Thomson Tells All And Ruffles Feathers
Two appearances for Wolverhampton Wanderers – one of them in a friendly – barely qualify the ‘other’ Bobby Thomson for legendary status at Molineux.
Nor, in usual circumstances, for us to be plugging the autobiography the former inside-forward has just launched.
But ‘The Real Bobby Dazzler’ is no normal story. Revelations and controversy leap out from almost every page.
For a start, the book will make uneasy reading for Derek Dougan admirers, Thomson referring to the centre-forward as ‘a bit of a poser,’ a lodger who outstayed his welcome and didn’t bother paying any rent, and an Aston Villa team-mate who sometimes didn’t fancy playing in away games.
There is also a chillingly full account of the car crash that claimed the life of the former Express & Star sports writer, Malcolm Williams.
Thomson’s colourful recollections, penned by Simon Goodyear, contain some barbed comments about Stan Cullis, a man he was somewhat perturbed to be reunited with at Birmingham towards the end of his career.
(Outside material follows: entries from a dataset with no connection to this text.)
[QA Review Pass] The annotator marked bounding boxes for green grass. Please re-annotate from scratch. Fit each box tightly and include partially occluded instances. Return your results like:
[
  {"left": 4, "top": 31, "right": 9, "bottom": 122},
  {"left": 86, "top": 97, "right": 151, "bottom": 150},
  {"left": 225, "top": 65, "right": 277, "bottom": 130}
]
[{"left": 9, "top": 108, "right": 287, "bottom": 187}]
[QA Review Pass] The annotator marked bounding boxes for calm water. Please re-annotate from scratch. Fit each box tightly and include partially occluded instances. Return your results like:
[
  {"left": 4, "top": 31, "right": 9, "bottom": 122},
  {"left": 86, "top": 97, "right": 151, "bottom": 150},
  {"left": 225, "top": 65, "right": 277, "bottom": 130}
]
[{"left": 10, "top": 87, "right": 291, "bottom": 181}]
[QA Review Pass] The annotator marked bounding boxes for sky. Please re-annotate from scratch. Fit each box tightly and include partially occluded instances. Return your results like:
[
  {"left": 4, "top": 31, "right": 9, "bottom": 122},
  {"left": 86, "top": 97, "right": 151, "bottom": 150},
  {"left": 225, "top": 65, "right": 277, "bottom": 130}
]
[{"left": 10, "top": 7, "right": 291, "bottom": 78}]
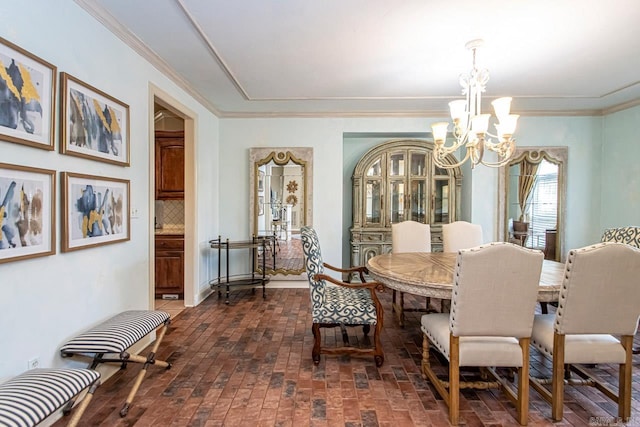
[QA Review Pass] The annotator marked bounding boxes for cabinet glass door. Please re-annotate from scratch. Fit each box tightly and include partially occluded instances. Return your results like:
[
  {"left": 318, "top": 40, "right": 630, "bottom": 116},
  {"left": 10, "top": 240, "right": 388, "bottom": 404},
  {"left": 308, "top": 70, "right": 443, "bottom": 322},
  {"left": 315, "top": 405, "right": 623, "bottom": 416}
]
[
  {"left": 389, "top": 180, "right": 405, "bottom": 223},
  {"left": 408, "top": 152, "right": 430, "bottom": 223},
  {"left": 409, "top": 179, "right": 429, "bottom": 223},
  {"left": 364, "top": 179, "right": 382, "bottom": 225},
  {"left": 433, "top": 178, "right": 449, "bottom": 224},
  {"left": 389, "top": 153, "right": 406, "bottom": 176}
]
No doubt his strong views are influenced by the fact the manager called on him to play in a competitive Wolves match only once.
Thomson marked the occasion – a home League game against Newcastle in April, 1957 – with a goal. A picture of his big moment appears on the front cover and again inside.
Three days earlier, he had netted twice in a floodlit friendly against Valencia but that was that for him at Molineux, although he had also gone on the trip to Russia in 1955.
The Birmingham-based Scot says he does have something to be thankful to Cullis for, though; a decision that possibly saved his life.
One Sunday in January, 1955, the York-to-Bristol express was derailed in Sutton Coldfield, killing 17 people and injuring 25.
“Little did Cullis know that seven of his players were due to take that train,” Thomson writes. “One of those was me. The others were Colin Tether, Dick Calvert, Harry Middleton, Stan Round, Cyril Bevan and Geoff Sidebottom. Cullis called a meeting for the Sunday and we travelled back on the Saturday instead.”
Thomson has also battled against alcoholism and been a serial womaniser, so his 192-page story (with a foreword by Mike Summerbee) is rarely dull!
* The Real Bobby Dazzler costs £16.99 and is published by Derby Books.